Le Musée des Arts décoratifs de Lyon a acquis, lors de la vente Aguttes du 19 décembre 2013, une tapisserie de Beauvais adjugée 24 225 €. Réalisée dans la première moitié du XVIIIe siècle, elle représente Hippomène, en tête de la course, qui brandit une pomme et se retourne vers Atalante ; celle-ci tient en main l’un des fruits et rattrape déjà le jeune homme.
Les deux personnages se trouvent dans un paysage boisé. L’auteur de la composition a ouvert une perspective au milieu des arbres sagement alignés de part et d’autre d’un ruisseau, entre lesquels surgit un cerf.
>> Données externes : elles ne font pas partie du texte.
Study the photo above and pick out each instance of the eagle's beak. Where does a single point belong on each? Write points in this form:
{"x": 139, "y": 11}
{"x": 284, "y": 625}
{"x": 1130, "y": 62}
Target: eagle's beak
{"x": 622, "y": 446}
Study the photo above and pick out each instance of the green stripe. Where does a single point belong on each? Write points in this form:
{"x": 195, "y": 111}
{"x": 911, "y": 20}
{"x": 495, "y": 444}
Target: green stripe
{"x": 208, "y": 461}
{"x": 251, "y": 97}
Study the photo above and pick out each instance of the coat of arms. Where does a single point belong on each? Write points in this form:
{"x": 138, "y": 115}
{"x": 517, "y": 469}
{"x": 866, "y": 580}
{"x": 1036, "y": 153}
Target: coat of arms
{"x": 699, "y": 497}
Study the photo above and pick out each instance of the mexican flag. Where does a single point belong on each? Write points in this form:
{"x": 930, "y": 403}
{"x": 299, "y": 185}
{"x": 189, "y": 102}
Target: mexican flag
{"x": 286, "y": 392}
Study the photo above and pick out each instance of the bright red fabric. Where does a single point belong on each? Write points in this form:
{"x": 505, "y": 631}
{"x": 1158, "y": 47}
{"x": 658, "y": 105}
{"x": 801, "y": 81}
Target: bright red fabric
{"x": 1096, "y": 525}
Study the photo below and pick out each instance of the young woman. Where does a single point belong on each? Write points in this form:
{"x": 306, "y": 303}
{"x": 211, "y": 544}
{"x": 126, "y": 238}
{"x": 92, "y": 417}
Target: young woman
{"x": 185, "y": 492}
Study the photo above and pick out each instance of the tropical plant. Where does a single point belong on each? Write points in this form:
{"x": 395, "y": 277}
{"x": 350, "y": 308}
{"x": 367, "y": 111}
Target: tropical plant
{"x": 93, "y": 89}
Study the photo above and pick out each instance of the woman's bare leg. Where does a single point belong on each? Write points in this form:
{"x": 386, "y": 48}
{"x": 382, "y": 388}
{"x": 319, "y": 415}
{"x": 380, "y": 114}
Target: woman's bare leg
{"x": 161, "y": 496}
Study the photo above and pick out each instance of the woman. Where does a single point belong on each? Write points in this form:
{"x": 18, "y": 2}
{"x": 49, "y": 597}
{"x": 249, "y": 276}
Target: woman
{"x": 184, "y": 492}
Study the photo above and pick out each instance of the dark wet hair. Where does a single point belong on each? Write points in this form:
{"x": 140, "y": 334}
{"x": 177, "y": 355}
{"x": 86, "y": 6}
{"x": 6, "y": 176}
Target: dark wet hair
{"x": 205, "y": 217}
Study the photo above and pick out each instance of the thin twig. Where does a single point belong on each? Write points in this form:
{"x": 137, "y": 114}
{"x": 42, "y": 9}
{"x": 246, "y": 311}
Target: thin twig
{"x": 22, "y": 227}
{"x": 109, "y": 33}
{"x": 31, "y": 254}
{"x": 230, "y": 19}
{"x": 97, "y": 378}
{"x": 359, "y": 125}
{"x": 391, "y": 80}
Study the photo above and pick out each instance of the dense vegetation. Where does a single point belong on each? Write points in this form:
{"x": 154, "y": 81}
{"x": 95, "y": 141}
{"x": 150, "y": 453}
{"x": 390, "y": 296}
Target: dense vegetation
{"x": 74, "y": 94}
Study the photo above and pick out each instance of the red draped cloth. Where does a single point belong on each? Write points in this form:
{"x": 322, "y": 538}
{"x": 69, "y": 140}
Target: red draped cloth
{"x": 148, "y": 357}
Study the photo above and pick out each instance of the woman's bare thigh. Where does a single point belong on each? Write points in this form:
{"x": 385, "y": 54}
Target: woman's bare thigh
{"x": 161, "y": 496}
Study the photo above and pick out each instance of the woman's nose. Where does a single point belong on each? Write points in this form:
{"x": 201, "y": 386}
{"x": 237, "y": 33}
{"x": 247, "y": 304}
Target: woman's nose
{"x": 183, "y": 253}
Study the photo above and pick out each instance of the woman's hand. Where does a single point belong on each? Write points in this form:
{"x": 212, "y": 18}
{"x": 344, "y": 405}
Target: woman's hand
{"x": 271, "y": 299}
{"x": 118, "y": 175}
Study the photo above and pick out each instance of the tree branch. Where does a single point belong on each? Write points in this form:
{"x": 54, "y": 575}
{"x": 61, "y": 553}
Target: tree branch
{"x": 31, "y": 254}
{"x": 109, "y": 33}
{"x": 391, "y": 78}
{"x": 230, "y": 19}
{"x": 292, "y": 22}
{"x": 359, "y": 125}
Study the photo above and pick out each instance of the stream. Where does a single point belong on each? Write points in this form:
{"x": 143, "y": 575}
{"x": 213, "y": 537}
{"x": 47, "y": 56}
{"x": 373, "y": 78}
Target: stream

Des volatiles au milieu de fleurs et de feuillages occupent le premier plan.
La bordure de cette tapisserie est ornée d’une frise de rinceaux, de masques, de trophées, de vases et d’animaux, et marquée au centre de sa partie supérieure par un masque solaire.

L’histoire, racontée notamment par Ovide (10, 560-637), se termine mal puisque Hippomène certes épousa Atalante, mais tous deux furent transformés en lions pour s’être unis charnellement dans un temple. Cet épisode fut illustré par Oudry, alors directeur de la manufacture de Beauvais, pour le projet de la tenture des Métamorphoses.
Noël Hallé représenta quant à lui la course des deux tourtereaux pour le carton d’une pièce de tapisserie qui devait compléter la tenture des Amours des Dieux, mais ne fut jamais tissée.
La galerie Hadjet enfin possède une paire de portières des Gobelins, du Ier tiers du XVIIIe siècle qui, inspirée de la célèbre tenture des Portières des dieux créé par Claude III Audran (1658 – 1734), traite le sujet dans un style plus décoratif.